Klasik İslam hukuk doktrininde rücu şartıyla yani bağışlanan şeyin belli şartlarda bağışlayana geri dönmesi şartıyla hibe konusu da ele alınmış ve bu konuda umra, rukba ve sükna terimleriyle ifade edilen belli modellerin caiz olup olmadığı veya ne ölçüde caiz olduğu tartışılmıştır.
Bir kimseye yaşadığı sürece onun olması, öldükten sonra da geri dönmesi şartıyla bir malın verilmesi “umra” olarak adlandırılır. İslam hukukçularının çoğunluğu bu tür bağışlamalarda o şahıs ölse bile malın bağışlayana geri dönmeyeceği görüşündedir. Diğer bir ifadeyle bağış akdi geçerli fakat öldükten sonra malın geri dönmesi şartı geçersiz sayılmaktadır. Gerekçe olarak da temlikin sürekli olması gereğinden söz ederler. Başta İmam Malik olmak üzere bir kısım hukukçular ise şartı da caiz görerek, lehine bağış yapılanın ölümü halinde malın bağışlayana veya mirasçılarına geri döneceğini söylerler. Son dönemlerde hem doktrin hem de uygulamada ikinci görüşün ağırlık kazandığı görülür. Bir şahsa yaşadığı sürece kullanması, mesela oturması için bir malın bağışlanması (sükna) halinde ise temlikten ziyade ariyet ve ibaha söz konusu olduğundan İslam hukukçuları, bu tür akdin ve şartın caiz olduğu, mülkiyetin bağışlayanda kaldığı, diğer tarafın ölümü halinde malın geri döneceği görüşündedir. Bir şahsa bir malın bağışlanması, bağışlayandan önce ölmesi halinde malın bağışlayana geri dönmesinin şart koşulması (rukba) ise daha karmaşık bir yapıda olduğundan caiz olup olmadığı tartışılmış, Hanefi ve Malikiler böyle bir hibeyi caiz görmezken Şafii ve Hanbeliler caiz görmüş fakat şartı geçersiz saymışlardır.

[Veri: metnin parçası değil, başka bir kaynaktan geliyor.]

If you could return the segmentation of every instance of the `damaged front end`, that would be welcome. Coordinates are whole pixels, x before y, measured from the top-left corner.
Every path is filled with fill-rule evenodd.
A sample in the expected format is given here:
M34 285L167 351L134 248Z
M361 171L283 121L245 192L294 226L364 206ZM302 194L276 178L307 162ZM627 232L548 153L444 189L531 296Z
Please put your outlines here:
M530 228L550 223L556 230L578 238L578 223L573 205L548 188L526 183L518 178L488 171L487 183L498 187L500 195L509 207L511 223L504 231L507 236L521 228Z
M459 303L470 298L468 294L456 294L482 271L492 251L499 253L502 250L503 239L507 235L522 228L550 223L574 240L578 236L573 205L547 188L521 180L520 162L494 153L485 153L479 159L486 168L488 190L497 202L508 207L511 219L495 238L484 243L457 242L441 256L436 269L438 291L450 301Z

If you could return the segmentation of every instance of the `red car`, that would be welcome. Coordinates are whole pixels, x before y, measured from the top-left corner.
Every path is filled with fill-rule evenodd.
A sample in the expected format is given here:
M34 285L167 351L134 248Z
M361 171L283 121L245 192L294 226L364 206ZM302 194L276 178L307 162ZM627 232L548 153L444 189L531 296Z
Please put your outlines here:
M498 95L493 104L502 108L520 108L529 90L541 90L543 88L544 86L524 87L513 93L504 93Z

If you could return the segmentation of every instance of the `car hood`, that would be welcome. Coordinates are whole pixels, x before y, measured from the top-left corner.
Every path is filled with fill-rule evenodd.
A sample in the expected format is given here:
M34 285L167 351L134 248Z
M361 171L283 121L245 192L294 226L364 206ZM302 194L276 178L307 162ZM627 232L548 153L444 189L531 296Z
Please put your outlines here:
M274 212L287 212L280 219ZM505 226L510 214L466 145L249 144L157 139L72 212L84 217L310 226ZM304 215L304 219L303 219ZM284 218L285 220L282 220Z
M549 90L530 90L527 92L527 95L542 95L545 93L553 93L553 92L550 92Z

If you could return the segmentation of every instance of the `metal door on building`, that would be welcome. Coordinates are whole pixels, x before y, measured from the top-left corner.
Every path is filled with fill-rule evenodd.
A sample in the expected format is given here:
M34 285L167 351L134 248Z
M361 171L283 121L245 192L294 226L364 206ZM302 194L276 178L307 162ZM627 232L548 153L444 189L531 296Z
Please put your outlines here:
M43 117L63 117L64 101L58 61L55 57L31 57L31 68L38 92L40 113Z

Usulüne uygun biçimde yapılmış, teslim ve kabz ile de tamamlanmış hibe akdinden dönmek kural olarak caiz değildir. Ancak Hanefiler ve Zeydiler bağışlayanın hibesinden haklı ve geçerli bir nedenin bulunması ve hakimin de bunu onaylaması şartıyla dönebileceği görüşündedir. Bununla birlikte Hanefiler de hibenin kan hısımları ve sıhri hısımlar arasında yapılması, bir karşılık ve şarta bağlanmış olması, hayır ve sevap amaçlı olması, malda karşı tarafın tasarrufta bulunmuş olması, taraflardan birinin ölümü gibi durumlarda bağışlayan tarafın rücu hakkının olmadığı görüşündedir (bk. Mecelle, md. 864-876). Şartlı olarak yapılan bağışlamalarda şartın yerine getirilmemesinin başlı başına rücu sebebi olacağı ise açıktır.